Flume is a top level project at the Apache Software Foundation. While it can function as a general-purpose event queue manager, in the context of Hadoop it is most often used as a log aggregator, collecting log data from many diverse sources and moving them to a centralized data store.
Note | |
---|---|
What follows is a very high level description of the mechanism. For much greater detail, see the Flume html doc-set that is installed with Flume. Once you have installed Flume, the doc-set can be accessed at |
A Flume data flow is made up of five main components: Events, Sources, Channels, Sinks, and Agents.
An event is the basic unit of data that is moved using Flume. It is similar to a message in JMS and is generally small. It is made up of headers and a byte-array body.
The source receives the event from some external entity and stores it in a channel. The source must understand the type of event that is sent to it: an Avro event requires an Avro source.

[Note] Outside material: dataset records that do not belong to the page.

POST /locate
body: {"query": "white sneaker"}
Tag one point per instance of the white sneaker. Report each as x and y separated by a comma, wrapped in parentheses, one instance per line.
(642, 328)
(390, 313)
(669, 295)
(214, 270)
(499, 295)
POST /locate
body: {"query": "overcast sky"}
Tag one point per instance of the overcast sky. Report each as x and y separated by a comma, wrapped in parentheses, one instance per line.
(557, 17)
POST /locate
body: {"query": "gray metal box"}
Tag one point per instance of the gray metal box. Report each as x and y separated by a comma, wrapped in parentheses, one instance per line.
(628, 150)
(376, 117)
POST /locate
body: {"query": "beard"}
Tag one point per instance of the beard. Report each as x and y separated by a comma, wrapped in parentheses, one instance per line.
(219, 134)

A channel is an internal passive store with certain specific characteristics. An in-memory channel, for example, can move events very quickly, but does not provide persistence. A file based channel provides persistence. A source stores an event in the channel where it stays until it is consumed by a sink. This temporary storage allows source and sink to run asynchronously.
The sink removes the event from the channel and forwards it on either to a destination, like HDFS, or to another agent/dataflow. The sink must output an event that is appropriate to the destination.